On ne s'est pas précipités plus avant sur le Deerhoof nouveau pour la pire des raisons: l'habitude.
Il faut dire que la bande à Greg Saunier et Satomi Matsuzaki vivote selon un habitus de carrière tellement régulier et dialectique que l'excitation indécente qui nous prenait au corps à l'annonce de la moindre nouvelle la concernant à la grande époque de Reveille, Milkman ou The Runners Four a fait place depuis deux, trois disques à une petite joie molle, passive, bonhomme, limite satisfaite de son indolence. En gros à chaque fois qu'un nouveau Deerhoof est annoncé débarquer, on sait qu'il prendra le contrepied du précédent, qu'il sera très bien mais pas à la hauteur des disques de la grande époque sus-citée et qu'au cas éventuel où il nous décevrait (avouons-le, le dernier Vs. Evil avait un petit goût de déjà-entendu-en-moins-bien) on pourra toujours se rattraper sur le prochain.
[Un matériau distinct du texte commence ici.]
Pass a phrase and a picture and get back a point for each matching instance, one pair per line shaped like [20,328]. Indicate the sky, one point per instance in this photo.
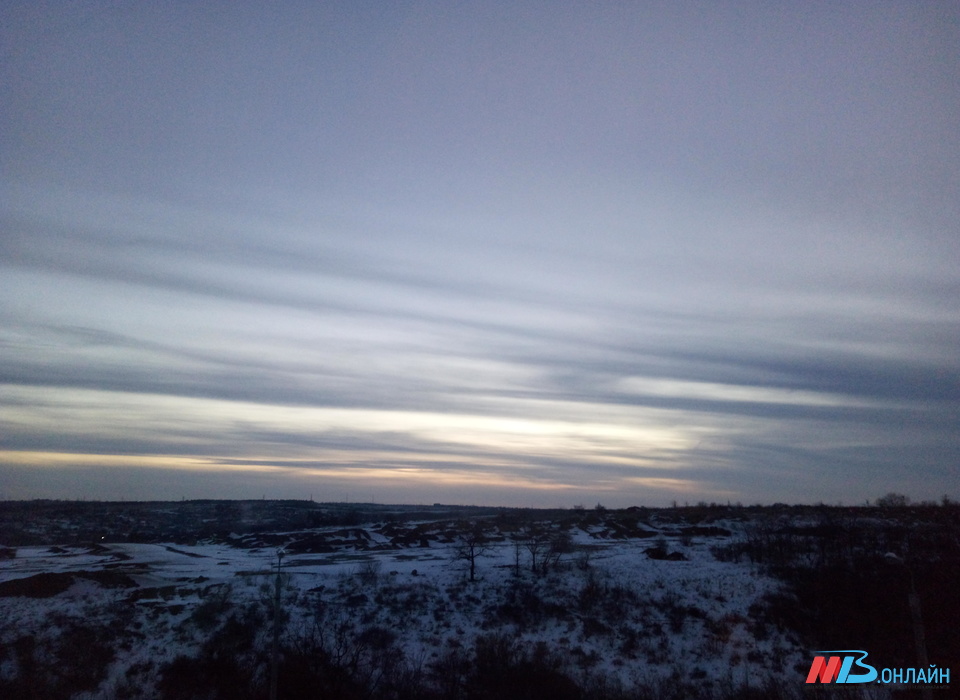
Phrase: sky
[494,253]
Mais là, on s'est un peu planté. Parce que sous ses dehors de paillardise pop pour chiard diabétique, Breakup Songs est le Deerhoof le plus extrême et le plus jusqu'auboutiste depuis super longtemps. Immense tourbillon de sons aux origines innombrables et formidablement incohérentes (mambo, bruit dur, nappes de makina), cet album expressément bref n'intègre la pop que comme un vestige parmi tant d'autres, et ne laisse jamais aucune idée, riff ou assaut de bouzouki saturé, s'exprimer plus de une ou deux fois à la suite. Résultat des courses, ça avance à toute vitesse, ça cherche le crash à tout prix et ça a beau s'habiller en rose pour faire bonne figure, c'est à peu près aussi traître et tordu que l'album de Fantômas en hommage à Chuck Jones et Tex Avery. La seule différence avec les hybrides noise des débuts ou les moments de violence élégiaques du milieu tient à la technique employée pour foutre le dawa, en l'occurence le collage extensif et intensif de matières plastiques dans protools plutôt que les guitares cognées les unes contre les autres dans la cave. Le mignon "Fete d'Adieu", qu'on a le droit de vous faire écouter, est évidemment un contre-exemple flagrant à l'argumentaire que je viens de boucler mais vous pouvez me croire sur parole, c'est l'exception qui confirme la règle.
Ah oui, il y a un concept qui court sous le boucan et qu'on espère fictionnel, puisque l'album s'appelle Breakup Song (au singulier) et que depuis que les 4 membres du groupes ont quitté la Bay Area pour quatre coins différents du globe, on tremble effectivement d'entendre l'annonce de leur split. Apparemment, ça n'est toujours pas vraiment à l'ordre du jour.